22:57 Logging into the Demo VM

22:58 docs? Should I pay attention? No. Okay. So what's worth mentioning is that, you know, there's nothing Firecracker is we're we try to make it kind of just behave as a regular process so you can do all the regular things. And in this instance, you know, I think the the dealer does more fancy things to start it in the background. But in this case, it's just using share the input and output connected to the terminal. So that's it. K. If I type password, will it log me in, or is it It's Root. Root. That that was guess too.

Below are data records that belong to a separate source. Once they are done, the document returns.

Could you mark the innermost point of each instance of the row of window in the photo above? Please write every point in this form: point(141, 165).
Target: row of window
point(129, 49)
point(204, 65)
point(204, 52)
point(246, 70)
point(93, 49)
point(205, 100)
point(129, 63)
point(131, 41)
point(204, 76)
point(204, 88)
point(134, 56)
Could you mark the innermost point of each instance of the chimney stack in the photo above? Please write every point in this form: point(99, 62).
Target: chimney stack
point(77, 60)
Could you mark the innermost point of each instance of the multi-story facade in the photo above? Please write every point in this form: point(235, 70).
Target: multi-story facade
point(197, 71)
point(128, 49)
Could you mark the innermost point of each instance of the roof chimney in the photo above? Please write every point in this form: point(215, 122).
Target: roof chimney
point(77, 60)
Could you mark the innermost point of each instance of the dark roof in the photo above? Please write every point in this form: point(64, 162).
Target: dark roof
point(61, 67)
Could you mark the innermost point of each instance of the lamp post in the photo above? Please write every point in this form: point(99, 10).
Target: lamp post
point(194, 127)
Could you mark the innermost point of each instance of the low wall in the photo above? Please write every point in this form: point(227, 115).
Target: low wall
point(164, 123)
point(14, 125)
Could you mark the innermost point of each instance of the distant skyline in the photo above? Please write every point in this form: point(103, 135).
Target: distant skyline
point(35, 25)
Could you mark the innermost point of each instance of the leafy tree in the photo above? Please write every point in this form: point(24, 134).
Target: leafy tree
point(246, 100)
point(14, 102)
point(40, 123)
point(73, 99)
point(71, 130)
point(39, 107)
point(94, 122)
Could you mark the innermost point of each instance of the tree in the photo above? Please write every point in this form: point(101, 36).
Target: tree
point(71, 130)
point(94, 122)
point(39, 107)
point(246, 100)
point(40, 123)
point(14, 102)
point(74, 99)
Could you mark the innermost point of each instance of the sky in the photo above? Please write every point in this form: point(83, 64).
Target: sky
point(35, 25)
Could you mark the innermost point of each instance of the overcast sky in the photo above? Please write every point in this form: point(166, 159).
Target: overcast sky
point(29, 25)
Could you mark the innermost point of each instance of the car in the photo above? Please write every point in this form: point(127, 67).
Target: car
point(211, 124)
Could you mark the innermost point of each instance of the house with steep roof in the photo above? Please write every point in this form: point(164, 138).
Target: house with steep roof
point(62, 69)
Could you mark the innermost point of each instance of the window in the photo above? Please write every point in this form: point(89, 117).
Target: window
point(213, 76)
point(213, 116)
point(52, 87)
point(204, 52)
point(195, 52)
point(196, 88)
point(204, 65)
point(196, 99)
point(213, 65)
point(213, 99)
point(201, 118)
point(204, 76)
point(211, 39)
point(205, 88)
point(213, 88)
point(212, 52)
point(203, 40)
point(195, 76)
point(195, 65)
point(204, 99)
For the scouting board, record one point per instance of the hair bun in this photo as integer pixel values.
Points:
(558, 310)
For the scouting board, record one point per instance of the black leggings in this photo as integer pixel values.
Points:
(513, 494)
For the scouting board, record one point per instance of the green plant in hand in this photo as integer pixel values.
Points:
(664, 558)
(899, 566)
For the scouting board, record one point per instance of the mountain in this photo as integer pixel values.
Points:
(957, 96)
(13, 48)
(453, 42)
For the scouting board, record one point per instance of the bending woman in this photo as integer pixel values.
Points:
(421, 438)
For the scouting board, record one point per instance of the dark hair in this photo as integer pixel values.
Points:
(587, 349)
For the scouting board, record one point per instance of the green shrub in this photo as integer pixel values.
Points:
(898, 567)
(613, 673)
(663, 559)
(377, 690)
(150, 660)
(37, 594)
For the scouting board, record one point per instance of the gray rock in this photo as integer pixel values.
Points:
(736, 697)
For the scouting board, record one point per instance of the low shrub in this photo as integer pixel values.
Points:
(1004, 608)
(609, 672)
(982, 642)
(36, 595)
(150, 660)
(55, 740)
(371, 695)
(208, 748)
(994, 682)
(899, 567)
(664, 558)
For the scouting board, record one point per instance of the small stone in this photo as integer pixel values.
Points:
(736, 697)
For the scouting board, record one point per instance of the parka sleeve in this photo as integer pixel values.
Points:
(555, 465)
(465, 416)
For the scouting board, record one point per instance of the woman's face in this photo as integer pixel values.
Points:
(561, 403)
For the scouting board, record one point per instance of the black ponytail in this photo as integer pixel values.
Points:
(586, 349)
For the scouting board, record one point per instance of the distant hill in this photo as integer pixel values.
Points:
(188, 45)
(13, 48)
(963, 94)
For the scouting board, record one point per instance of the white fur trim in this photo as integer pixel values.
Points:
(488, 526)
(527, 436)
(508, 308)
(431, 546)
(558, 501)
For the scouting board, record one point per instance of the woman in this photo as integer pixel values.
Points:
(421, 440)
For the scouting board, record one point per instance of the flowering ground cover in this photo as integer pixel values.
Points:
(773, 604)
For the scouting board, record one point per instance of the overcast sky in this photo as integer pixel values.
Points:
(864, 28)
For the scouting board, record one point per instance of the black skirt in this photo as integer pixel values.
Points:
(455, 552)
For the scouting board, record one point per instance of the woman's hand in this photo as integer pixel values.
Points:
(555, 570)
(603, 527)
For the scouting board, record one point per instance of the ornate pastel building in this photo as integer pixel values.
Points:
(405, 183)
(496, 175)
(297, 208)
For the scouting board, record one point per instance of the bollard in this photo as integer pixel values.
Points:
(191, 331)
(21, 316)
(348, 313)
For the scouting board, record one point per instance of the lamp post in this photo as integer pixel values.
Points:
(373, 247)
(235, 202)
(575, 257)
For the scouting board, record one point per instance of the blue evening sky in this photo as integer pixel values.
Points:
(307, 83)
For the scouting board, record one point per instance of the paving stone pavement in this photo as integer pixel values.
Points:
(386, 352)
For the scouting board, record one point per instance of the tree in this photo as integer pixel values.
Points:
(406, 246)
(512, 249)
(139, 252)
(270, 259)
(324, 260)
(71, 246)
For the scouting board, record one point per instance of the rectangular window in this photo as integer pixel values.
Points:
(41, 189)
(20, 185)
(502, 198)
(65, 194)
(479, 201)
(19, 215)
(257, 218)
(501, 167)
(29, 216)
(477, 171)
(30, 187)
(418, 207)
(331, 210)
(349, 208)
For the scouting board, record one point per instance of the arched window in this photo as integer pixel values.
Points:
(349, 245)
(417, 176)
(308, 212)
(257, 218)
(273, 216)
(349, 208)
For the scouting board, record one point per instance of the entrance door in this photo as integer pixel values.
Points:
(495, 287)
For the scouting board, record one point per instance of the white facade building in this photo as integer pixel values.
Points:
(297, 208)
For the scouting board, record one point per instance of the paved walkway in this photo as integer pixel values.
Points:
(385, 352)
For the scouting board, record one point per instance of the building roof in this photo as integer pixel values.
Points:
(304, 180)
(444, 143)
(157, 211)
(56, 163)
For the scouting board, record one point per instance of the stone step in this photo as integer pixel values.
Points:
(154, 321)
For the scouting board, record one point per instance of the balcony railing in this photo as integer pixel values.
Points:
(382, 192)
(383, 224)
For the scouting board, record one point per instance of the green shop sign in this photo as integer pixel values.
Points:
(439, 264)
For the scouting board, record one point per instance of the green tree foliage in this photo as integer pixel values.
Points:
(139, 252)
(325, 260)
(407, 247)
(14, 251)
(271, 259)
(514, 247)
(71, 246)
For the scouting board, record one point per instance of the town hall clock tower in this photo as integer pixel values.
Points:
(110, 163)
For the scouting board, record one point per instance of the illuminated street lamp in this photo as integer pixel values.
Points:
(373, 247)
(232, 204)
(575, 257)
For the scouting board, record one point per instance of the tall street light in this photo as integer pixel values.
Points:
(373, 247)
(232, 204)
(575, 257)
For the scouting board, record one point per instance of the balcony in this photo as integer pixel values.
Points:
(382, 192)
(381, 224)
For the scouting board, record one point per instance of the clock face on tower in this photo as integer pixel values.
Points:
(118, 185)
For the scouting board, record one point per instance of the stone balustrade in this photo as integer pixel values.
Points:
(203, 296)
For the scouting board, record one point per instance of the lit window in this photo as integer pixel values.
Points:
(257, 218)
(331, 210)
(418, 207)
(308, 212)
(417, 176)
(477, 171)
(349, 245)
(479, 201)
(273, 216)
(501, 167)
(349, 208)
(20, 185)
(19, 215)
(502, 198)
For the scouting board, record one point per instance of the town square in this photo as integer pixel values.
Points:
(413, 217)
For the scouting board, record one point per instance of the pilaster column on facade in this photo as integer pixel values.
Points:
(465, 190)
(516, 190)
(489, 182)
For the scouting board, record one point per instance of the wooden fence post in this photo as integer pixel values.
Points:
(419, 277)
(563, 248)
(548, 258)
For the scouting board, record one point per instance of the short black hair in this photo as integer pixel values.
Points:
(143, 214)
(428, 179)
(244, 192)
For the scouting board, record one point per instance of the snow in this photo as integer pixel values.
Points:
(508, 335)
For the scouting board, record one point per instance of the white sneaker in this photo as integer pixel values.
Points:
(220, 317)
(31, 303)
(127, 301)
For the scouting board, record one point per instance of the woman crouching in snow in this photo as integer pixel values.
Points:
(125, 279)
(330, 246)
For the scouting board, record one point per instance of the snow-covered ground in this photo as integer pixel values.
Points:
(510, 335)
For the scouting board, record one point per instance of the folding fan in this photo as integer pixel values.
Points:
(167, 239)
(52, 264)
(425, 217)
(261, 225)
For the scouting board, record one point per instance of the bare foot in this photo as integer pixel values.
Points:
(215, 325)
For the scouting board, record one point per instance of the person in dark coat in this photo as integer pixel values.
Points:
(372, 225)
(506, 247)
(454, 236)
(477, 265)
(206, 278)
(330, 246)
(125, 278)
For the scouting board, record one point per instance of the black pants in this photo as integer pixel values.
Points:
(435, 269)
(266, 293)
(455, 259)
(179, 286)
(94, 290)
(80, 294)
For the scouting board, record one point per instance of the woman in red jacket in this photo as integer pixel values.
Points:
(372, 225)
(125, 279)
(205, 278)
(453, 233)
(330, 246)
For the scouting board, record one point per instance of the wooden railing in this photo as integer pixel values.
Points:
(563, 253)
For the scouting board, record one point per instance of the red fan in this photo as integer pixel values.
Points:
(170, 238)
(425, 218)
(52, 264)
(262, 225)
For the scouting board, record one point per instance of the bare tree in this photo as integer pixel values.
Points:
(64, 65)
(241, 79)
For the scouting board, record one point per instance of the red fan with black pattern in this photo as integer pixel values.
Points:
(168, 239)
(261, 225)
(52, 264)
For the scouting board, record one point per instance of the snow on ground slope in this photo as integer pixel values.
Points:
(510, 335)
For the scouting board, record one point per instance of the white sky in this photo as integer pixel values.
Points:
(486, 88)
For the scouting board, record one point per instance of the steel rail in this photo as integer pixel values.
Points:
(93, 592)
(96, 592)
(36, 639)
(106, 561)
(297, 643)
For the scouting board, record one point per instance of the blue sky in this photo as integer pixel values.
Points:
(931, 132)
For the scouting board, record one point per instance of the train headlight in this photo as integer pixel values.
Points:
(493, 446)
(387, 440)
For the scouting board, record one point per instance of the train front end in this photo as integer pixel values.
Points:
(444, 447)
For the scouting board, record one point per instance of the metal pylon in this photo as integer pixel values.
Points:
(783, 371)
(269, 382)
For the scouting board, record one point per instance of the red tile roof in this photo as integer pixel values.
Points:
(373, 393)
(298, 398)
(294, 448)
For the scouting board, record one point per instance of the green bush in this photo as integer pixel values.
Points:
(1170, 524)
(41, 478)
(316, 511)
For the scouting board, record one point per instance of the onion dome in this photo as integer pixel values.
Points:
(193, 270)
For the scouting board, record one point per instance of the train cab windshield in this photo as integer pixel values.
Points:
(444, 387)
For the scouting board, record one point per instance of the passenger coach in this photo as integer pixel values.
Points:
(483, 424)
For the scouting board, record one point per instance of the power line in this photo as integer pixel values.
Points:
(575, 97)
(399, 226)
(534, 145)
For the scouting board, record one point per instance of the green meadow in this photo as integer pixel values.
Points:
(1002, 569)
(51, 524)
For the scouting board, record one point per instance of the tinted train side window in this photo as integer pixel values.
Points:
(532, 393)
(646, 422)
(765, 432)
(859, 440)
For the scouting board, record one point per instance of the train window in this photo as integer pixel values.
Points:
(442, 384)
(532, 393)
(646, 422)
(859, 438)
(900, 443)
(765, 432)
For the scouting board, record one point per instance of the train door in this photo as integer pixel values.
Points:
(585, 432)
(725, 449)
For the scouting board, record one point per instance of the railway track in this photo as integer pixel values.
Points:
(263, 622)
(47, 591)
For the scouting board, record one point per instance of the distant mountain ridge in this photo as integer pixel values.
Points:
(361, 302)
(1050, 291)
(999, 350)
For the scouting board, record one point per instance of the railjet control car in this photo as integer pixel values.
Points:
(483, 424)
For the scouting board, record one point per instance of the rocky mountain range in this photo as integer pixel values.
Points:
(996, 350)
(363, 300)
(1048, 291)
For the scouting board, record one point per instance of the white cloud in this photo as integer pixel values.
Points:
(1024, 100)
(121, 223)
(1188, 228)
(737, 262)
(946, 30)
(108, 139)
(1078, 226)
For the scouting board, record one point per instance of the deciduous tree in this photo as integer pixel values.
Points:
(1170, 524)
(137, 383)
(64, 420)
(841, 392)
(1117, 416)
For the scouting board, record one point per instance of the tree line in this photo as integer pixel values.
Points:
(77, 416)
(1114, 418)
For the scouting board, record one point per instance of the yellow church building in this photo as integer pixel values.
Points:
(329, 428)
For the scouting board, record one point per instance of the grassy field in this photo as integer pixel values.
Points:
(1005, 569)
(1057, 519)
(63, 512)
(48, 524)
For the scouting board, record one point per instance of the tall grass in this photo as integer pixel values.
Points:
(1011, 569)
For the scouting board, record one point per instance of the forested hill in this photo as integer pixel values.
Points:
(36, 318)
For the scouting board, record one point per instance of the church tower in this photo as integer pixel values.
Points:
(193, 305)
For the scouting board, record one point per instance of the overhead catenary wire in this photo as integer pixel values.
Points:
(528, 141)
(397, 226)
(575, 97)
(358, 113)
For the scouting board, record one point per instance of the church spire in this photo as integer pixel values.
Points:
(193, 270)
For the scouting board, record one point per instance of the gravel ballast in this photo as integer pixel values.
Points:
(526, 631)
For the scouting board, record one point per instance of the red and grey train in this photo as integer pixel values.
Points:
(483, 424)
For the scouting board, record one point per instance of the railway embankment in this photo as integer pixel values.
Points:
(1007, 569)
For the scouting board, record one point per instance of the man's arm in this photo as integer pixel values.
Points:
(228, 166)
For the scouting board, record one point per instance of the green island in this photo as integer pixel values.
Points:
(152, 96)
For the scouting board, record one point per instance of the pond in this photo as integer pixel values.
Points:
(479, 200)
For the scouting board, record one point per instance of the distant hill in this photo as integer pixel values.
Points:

23:35 Okay. And this is just Alpine Linux? Yeah. Yeah. Yeah. You you don't have a network interface here set up. You need to follow another guide if you want to have a network interface set up. Okay. But I do have a full Alpine Linux virtual machine running on my bare metal. So that's pretty cool. Awesome. So out of the box then, Firecracker doesn't ship with any networking, so I'd have to configure this device to be able to connect to the network. Does Firecracker expose any hooks or extension points for, like, desks and storage or local mounts or anything like that?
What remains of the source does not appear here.